From: "Andy "Krazy" Glew" on 21 Oct 2009 10:13
eternal september wrote:
> Hello all,
> "Andy "Krazy" Glew" <ag-news(a)patten-glew.net> wrote in message
>> I look forward to slowly, incrementally, increasing the scope of the
>> dataflow in OOO machines.
>> * Probably the next step is to make the window bigger, by
>> multilevel techniques.
> What is your favorite multilevel technique. I don't think I ever heard
> your opinion on HSW (Hierarchical Scheduling Windows
I'll reread the HSW papers and get back to comp.arch.

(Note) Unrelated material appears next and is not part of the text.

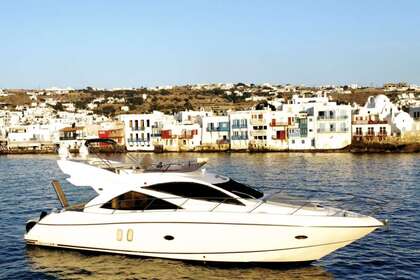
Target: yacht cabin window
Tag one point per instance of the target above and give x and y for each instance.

In the meantime, you can get an idea of my favorite, dating back to
2004, when I was briefly "free", between leaving AMD and rejoining
Intel. Look for patents by me, that are not assigned to AMD or Intel.
Here, from my CV:
June 2004-August 30, 2004: Inventor, Oceanside, Oregon
The first time in years that my inventions have been owned by me, not my
employers, Intel or AMD
Formulated MultiStar, a multicluster/multithreaded microarchitecture
with multilevel everything: multilevel branch predictor, scheduler,
instruction window, store buffer, register file
Worked around and invented alternatives to proprietary (patented or
trade secret) technology
I.e. I violated no Intel or AMD I.P. This was all new stuff.
Invented solutions to several problems I had been trying to solve for
Even now (in 2009) it is still leading edge.
Patents applied for, with Centaurus Data LLC, include:
20080133893 HIERARCHICAL REGISTER FILE
20080133889 HIERARCHICAL INSTRUCTION SCHEDULER
20080133885 HIERARCHICAL MULTI-THREADING PROCESSOR
20080133883 HIERARCHICAL STORE BUFFER
20080133868 METHOD AND APPARATUS FOR SEGMENTED SEQUENTIAL STORAGE
Some of these patents (in application) have already been licensed by
Fortune 500 companies.
Did not make much progress on my book, apart from 70 pages of draft
I called this Multi-Star - a processor with Multi-level everything.
Of course I had to avoid Intel or AMD I.P. in multi-star, so I am not
always using the best known way to do things.
There are probably a few more patent applications and continuations. I
was obviously not able to work on this outside-Intel stuff when I was an
Intel employee. And Intel forbade me from working on OOO CPUs inside
Intel when I reminded them I had patents pending (which I had disclosed
to them when I was hired). I left Intel in part because I want to
continue work in these directions.
However, not so much free time at new job. At least now I am able to
talk about them on comp.arch. And I hope to summarize the key points
for comp.arch. Here's a hint: at least one of the ideas/inventions
pertaining to hierarchical instruction scheduling is, IMHO, one of the
best I have ever had.
Note: I'm not just an OOO bigot. I also have neat ideas about parallel
systems, MP, MIMD, Coherent Threading. But I am probably the most
aggressive OOO computer architect on Earth.
This is why I get frustrated when people say "OOO CPU design has run
into a wall, and can't improve: look at Intel and AMD's latest designs".
I know how to improve things - but I was not allowed to work on it at
Intel for the last 5 years. Now I can - in my copious free time.